Le film est une fiction tournée dans le réel. Les figurants, des passants, des habitants du quartier, surpris ou pas, passent dans la rue, ils font leurs courses, sont curieux d'un incendie, prient dans un champ... Quand bien même, les personnages sont acteurs dans le film, ils sont très peu dirigés, un minimum de consignes leur est donné. Le scénario ne comporte aucune parole, mais les acteurs ont spontanément mis des mots. Les junkies n'arrêtent pas de parler, ils n'ont pas peur de la caméra. Ils ont des idées de mise en scène. Par exemple sur le toit du squat, un véritable rituel s'installe, ils se mettent en cercle, chantent pour partager leur butin : des bouteilles de whisky et des billets de banque. Les acteurs ont une volonté de faire image et de la soigner : même s’ils sont très démunis, ils sont hyper sapés. Tout comme l'apparence trompeuse de la skyline d'Hillbrow, vue de loin, la colline est propre, l’architecture droite... La réalité urbaine est très riche, il suffit d'injecter peu d'éléments pour faire fiction.

Pour revenir à leur contribution, c’est vraiment un mélange entre leurs propositions et les miennes, ou comment une de leur proposition en entraîne une nouvelle qui fera le mouvement du film.  

 

Comment ont-ils imaginé la réinterprétation de leurs habitudes dans ce quartier et quelle est la part de création de personnages que vous leur avez laissée ?

 

Je leur ai donné un parcours avec un début, une fin, parfois un accessoire ou un costume. C’est tout ! Après la situation les a plus ou moins inspirés et ils ont pu se réapproprier ce moment, avec leur imagination ou leur quotidien.

 

Quelle importance accordez-vous à l’aspect documentaire de Hillbrow ? Car en dehors des trajets des acteurs que l’on suit, et que l’on comprend comme des fictions, la vie autour d’eux continue et se retrouve également captée par votre caméra.

 

Oui des éclats de réel surgissent tout le long du film. La contrainte du plan séquence en mouvement permet de capter tous ces moments qui n’appartiennent à aucune mise en scène, si ce n’est celle de la vie.
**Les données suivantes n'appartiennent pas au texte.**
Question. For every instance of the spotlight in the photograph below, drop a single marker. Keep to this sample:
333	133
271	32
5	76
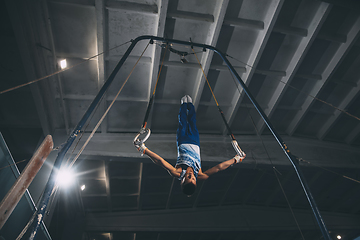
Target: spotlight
183	60
63	64
65	177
Hillbrow, dans mon écriture cinématographique, a été important. Le dispositif de filmage a depuis glissé, pris d’autres formes, tout aussi rigoureuses.

 

Dessins préparatoires de Nicolas Boone, chacun représentant la trajectoire effectuée lors d’une séquence.

 

1 Le Steadycam est un système de stabilisation de la caméra, permettant de réaliser des prises de vues fluides sans recourir à un rail de travelling.

2 Kliptown Spring est un film court de Nicolas Boone réalisé en 2013, produit par Eat My Dust. Il réinterprète également le quotidien d’un quartier et de ses habitants à Soweto.

3 Lors de son DNSEP aux Beaux-Arts de Paris en 2001, Nicolas Boone a réalisé une performance, un film pour une fois, recréant le tournage d’un film avec acteurs, techniciens et figurants, mais sans caméra.

4 Le choix des parcours et l’usage de la steadycam permettent de comprendre l’urbanité et l’architecture de Hilbrow, non pas en en faisant classiquement le tour des bâtiments, pour saisir leur volumétrie (ce qui serait ici impossible vu l’imbroglio des constructions) mais par leur traversée, où la dynamique de celui qui enchaîne les espaces par son parcours est liée aux structures internes des bâtiments et aux multiples connexions entre eux.